Schneeräumen ist in Elchweiler kein Thema

Einer für Alle: Das Schneeräumen für die 93 Einwohner im Dorf Elchweiler bei Birkenfeld übernimmtdas Pferd Michel. Der deutsch-rheinische Kaltblut-Mix von Jürgen Heinz hält die Bürgersteige im Ort frei.

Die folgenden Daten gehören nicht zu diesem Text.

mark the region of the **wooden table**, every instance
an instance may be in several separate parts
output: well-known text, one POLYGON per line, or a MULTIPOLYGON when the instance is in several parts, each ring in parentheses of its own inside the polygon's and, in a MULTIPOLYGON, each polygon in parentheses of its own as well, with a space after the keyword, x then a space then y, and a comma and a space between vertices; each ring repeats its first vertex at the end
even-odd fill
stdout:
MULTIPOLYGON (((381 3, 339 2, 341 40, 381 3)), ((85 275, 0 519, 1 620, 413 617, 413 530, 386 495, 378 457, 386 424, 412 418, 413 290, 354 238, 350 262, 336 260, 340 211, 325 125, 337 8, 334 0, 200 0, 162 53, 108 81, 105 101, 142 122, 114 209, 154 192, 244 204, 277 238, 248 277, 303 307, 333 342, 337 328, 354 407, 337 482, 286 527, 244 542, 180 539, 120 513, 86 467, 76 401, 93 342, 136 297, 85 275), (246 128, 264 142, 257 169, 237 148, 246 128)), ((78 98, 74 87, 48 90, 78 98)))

Elchweiler. Von einem Nachbarn wie dem 44-jährigen Jürgen Heinz aus Elchweiler (Landkreis Birkenfeld) träumt in diesen Januartagen vermutlich die gesamte Republik. Denn Schneeräumen ist für die knapp 100 Einwohner im Dörfchen bei Birkenfeld kein Thema. Frei nach dem Motto "Einer für alle!" erledigen Jürgen Heinz und sein Wallach Michel den Winterdienst, halten auf den rund 500 Metern zwischen den beiden Ortsschildern die Bürgersteige links und rechts der einzig nennenswerten Straße durch den Ort frei.
Seine Mitbürger sind darüber voll des Lobs. Jürgen Heinz, der sich vor Jahren in der kleinen Gemeinde mit Blick auf die Bundesstraße mit seiner Zimmerei selbstständig gemacht hat, bleibt bescheiden. Er verweist auf die Vielzahl älterer und alleinstehender Frauen im Dorf und die vergleichsweise großen Anwesen, die so manche Witwe zu bewirtschaften hat. Da sind an die 80 laufende Meter Straßenfront wie bei ihm selbst keine Seltenheit. Und das brachte ihn zum Nachdenken. Wie vor zwei Jahren, als ein erster Prototyp des Heinz\'schen Schneepflugs entstand.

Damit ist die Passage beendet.